His statement comes amid suggestions that the withdrawal in March of a mining lease application for the large China Stone thermal coal project, for coal used in electricity generation, raises questions about the viability of other projects in the Galilee.
However, the Chinese-owned Macmines Australasia has confirmed that it remains committed to developing the mine in the short term, which means that its development would likely follow the Carmichael mine.
Queensland Premier Annastacia Palaszczuk said on Tuesday that the state government was taking action to ensure the $2 billion Carmichael coal mine approval is finalised, which has led to expectations it would be approved within weeks.
Mr Macfarlane said if the Carmichael mine went ahead, the precedential value of environmental approvals and expected investment in pit-to-port infrastructure would improve the business case for other Galilee coal projects.
"So all the management plans that Adani has put in place will be able to be replicated across the basin," Mr Macfarlane said.
"And in terms of infrastructure you'll have a rail line with capacity of up to 50 million tonnes [of coal], certainly 25 [million tonnes] initially that will take coal."
Adani intends to build a 200-kilometre rail spur to connect to the existing rail network in the adjacent Bowen Basin.

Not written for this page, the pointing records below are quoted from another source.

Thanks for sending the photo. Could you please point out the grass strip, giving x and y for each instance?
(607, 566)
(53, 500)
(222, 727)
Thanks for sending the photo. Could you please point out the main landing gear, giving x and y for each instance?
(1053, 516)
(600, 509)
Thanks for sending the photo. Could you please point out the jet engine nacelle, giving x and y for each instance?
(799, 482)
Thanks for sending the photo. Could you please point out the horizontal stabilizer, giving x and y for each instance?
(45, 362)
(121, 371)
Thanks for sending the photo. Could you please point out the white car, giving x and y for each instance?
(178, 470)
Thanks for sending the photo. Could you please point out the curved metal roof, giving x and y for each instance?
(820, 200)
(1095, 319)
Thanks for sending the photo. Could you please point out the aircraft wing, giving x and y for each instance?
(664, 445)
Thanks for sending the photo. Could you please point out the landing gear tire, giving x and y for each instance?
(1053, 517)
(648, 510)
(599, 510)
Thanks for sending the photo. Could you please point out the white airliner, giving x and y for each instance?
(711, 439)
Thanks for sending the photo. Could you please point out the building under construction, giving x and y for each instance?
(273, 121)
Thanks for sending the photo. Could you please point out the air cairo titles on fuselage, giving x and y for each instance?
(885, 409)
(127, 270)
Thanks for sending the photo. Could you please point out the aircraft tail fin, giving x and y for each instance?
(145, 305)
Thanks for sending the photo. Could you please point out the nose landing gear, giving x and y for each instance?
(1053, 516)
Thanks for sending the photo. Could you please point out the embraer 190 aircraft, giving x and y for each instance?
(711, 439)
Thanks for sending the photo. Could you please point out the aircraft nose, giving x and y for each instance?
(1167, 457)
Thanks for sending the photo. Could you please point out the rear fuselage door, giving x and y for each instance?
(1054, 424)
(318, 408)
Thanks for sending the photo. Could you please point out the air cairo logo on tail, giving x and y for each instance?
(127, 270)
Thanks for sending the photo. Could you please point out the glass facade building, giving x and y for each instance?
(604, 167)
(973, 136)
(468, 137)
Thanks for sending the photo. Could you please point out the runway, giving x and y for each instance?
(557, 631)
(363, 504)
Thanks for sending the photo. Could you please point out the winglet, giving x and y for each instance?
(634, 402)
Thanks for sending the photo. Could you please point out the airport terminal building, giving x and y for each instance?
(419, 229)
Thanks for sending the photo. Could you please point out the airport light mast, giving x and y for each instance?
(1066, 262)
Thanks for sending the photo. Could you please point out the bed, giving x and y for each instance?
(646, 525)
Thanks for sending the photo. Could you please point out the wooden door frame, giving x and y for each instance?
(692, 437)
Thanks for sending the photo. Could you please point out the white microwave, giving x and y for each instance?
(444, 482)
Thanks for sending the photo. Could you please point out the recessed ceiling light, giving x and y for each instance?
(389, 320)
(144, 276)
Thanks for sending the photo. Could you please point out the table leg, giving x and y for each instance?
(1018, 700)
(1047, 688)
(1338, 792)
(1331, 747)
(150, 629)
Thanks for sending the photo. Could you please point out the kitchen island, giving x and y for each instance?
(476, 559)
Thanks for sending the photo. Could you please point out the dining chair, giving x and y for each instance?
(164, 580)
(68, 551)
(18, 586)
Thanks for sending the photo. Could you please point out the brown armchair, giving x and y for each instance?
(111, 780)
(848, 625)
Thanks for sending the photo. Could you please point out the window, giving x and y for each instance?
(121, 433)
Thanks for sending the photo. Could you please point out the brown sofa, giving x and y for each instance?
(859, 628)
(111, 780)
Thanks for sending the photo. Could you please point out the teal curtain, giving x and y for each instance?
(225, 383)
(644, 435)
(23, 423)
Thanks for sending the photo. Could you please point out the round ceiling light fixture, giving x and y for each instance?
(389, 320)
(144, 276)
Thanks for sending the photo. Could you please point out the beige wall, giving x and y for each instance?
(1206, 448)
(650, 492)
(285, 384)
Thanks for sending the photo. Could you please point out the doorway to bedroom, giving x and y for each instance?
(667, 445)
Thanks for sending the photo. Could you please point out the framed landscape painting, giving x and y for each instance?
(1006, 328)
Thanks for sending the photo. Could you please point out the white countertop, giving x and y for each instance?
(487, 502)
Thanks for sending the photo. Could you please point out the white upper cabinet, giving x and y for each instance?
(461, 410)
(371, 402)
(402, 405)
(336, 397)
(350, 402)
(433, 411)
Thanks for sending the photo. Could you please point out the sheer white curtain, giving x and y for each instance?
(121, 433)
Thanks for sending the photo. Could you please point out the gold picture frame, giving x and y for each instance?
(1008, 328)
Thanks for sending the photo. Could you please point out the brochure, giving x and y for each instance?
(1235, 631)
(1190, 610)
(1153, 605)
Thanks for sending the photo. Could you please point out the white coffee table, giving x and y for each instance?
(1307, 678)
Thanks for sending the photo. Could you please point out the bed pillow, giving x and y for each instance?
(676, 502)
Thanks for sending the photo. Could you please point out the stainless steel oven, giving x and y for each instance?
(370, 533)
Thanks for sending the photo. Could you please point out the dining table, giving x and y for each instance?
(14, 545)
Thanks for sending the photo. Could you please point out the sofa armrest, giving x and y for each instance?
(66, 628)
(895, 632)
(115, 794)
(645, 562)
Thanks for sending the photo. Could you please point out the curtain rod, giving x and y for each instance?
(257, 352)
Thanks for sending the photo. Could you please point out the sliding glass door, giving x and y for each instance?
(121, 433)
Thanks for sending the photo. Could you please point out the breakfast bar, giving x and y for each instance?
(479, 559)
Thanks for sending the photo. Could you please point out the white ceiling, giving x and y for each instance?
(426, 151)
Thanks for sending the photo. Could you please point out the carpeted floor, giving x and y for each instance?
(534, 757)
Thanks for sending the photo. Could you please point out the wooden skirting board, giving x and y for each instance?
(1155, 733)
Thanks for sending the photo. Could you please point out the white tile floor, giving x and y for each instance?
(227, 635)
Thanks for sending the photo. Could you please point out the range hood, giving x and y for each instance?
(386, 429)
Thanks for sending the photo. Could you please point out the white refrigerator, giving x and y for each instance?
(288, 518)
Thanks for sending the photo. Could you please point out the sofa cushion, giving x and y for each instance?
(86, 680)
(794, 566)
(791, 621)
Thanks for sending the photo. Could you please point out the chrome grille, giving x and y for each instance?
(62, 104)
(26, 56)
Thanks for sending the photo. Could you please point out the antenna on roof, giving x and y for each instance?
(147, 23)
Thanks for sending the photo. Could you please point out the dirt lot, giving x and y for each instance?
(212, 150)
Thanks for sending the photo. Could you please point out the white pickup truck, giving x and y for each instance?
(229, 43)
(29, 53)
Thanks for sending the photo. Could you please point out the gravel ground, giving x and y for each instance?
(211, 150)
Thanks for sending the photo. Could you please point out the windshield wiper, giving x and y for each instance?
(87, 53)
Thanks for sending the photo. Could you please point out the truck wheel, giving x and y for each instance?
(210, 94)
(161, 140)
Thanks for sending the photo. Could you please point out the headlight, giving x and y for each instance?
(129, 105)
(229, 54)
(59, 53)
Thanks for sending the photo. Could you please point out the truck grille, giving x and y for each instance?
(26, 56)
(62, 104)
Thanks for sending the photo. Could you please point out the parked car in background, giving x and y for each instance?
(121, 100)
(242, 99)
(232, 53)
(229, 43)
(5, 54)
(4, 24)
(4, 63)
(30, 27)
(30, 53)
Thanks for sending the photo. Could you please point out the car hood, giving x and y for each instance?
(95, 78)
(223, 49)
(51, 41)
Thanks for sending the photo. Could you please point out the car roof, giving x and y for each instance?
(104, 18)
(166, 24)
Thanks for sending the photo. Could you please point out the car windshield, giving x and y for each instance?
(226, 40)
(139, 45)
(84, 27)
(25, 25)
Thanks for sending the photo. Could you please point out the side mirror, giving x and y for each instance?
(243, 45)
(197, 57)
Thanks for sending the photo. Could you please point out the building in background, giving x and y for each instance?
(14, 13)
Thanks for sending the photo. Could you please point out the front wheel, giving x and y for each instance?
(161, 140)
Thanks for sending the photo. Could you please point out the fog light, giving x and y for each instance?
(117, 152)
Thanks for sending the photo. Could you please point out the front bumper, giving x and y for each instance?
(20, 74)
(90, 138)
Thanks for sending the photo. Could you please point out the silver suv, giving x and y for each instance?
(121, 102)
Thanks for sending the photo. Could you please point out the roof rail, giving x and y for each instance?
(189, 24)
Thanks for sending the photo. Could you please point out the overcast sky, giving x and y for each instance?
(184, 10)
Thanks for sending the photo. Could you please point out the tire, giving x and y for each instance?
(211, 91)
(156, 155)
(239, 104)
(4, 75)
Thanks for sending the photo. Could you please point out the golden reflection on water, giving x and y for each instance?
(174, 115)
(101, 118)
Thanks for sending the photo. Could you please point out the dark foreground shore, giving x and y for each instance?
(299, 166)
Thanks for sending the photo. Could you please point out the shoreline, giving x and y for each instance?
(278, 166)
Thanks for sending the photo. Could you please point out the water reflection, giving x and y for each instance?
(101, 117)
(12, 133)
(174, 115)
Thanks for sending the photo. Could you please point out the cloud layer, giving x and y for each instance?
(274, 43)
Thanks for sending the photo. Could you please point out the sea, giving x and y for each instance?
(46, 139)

The capacity of the rail line and adjoining networks should be sufficient to carry an additional 25 million tonnes of coal initially, and up to 50 million tonnes, Mr Macfarlane said.
Including China Stone, there are four other major projects proposed for the Galilee Basin. Kevin's Corner and Alpha are owned by GVK Hancock, a joint venture between Indian conglomerate GVK and Gina Rinehart's Hancock Prospecting. The two mines would produce 60 million tonnes of thermal coal.
The major other project is the North Alpha Project owned by Clive Palmer's Waratah Coal. According to the company's website, the project would produced 40 million tonnes per annum of thermal coal.
With asset lives that run well into the decades, there are questions about whether final investment decisions for thermal coal projects stack up. For example, for any mine with a 40-year life that enters production next year, decommissioning would not occur until 2060, when demand for coal is predicted to have shifted.
Former head of research for Citibank and now director of the Institute for Energy Economics & Financial Analysis, Tim Buckley, argues that new mines in the Galilee should not be developed and questions their viability.
He said that developing thermal coal mines in the Galilee posed a risk to mine owners because of changing demand for thermal coal, in contrast to coking coal used in steel-making, for which there are no alternatives.
"The Queensland government last week approved the Olive Downs, 15 million-tonnes-per-annum coking coal mine. This is a strategically sensible thing to do [because it is] best leveraging existing infrastructure and best using the limited carbon budget left," Mr Buckley said.
"To also concurrently open up a massive new low-quality thermal coal basin is strategically short sighted, and entirely out of step with the Paris Agreement."